Y el presidente dijo que Lozoya estaba en una cárcel y el Fiscal que designó el presidente dijo que estaba en una cárcel y el presidente dijo que las primeras declaraciones de Lozoya al Fiscal son “muy fuertes” y el presidente dice que no sabe del Fiscal hace seis meses.
Empezó como sainete, pues, el Caso Lozoya. Y es una lastima porque, con un gobierno nuevo como este, que además fue votado por su promesa de adecentar nuestra cosa pública, el Caso Lozoya habría podido servir para relanzar seriamente la figura del testigo protegido.
Pero relanzar la figura del testigo protegido como es, por ejemplo, en Estados Unidos, y no como ha sido hasta ahora en México, donde los testigos protegidos cambian lo que dicen de acuerdo a lo que le pide la autoridad, o lo que les promete la autoridad.
Aunque hasta la figura jurídica del Caso Lozoya es suspicaz: se llama “criterio de oportunidad” y tiene por objetivo que el imputado involucre a personajes de niveles superiores, lo cual pactó Lozoya desde España.
En Estados Unidos, en cambio, el gobierno sólo negocia con imputados una vez que están en su territorio y éstos no se enteran de los beneficios que obtendrán, a cambio de denunciar a otros, hasta que se lleve a cabo su juicio.

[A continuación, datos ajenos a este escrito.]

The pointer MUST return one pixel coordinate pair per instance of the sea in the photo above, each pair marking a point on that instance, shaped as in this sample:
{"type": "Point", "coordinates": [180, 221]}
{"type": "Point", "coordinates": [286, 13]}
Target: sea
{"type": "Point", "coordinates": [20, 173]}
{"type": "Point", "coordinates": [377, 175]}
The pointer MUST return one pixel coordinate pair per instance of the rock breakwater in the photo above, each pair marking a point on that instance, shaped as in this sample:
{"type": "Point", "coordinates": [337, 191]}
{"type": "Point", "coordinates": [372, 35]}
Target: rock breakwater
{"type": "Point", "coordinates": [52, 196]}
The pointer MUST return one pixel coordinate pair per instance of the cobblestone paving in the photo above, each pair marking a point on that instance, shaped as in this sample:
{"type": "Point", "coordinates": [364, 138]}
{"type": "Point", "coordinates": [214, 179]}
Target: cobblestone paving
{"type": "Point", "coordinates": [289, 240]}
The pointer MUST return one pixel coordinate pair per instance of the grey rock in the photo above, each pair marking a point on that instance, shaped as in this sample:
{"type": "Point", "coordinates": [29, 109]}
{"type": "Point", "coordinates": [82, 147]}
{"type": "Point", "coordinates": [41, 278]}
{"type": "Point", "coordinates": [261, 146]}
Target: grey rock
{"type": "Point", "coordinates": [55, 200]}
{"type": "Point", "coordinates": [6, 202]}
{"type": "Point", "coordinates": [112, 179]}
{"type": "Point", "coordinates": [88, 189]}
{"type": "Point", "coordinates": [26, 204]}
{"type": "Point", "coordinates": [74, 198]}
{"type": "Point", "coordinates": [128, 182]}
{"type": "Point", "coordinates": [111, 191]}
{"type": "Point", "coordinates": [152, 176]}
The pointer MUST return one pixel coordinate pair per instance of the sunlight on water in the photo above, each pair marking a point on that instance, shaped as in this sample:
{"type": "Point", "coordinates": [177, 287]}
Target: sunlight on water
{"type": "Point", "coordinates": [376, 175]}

Para empezar a colaborar tienen que firmar un contrato de compromisos, entre éstos hablar con familiares, y declararse culpable sin saber cuál va a ser la sentencia. Además, el gobierno tiene que verificar su información.
Pero a Lozoya, qué se le va a criticar: está preso y le dieron la “oportunidad” de salir, conseguir una condena menor o conservar dinero que amasó en negocios en los que es mezclado. La crítica es a la autoridad que se lo permite.
Ajá. Y la ciudadanía ignora lo pactado por la autoridad con alguien a quien acusa de robarle… a la ciudadanía.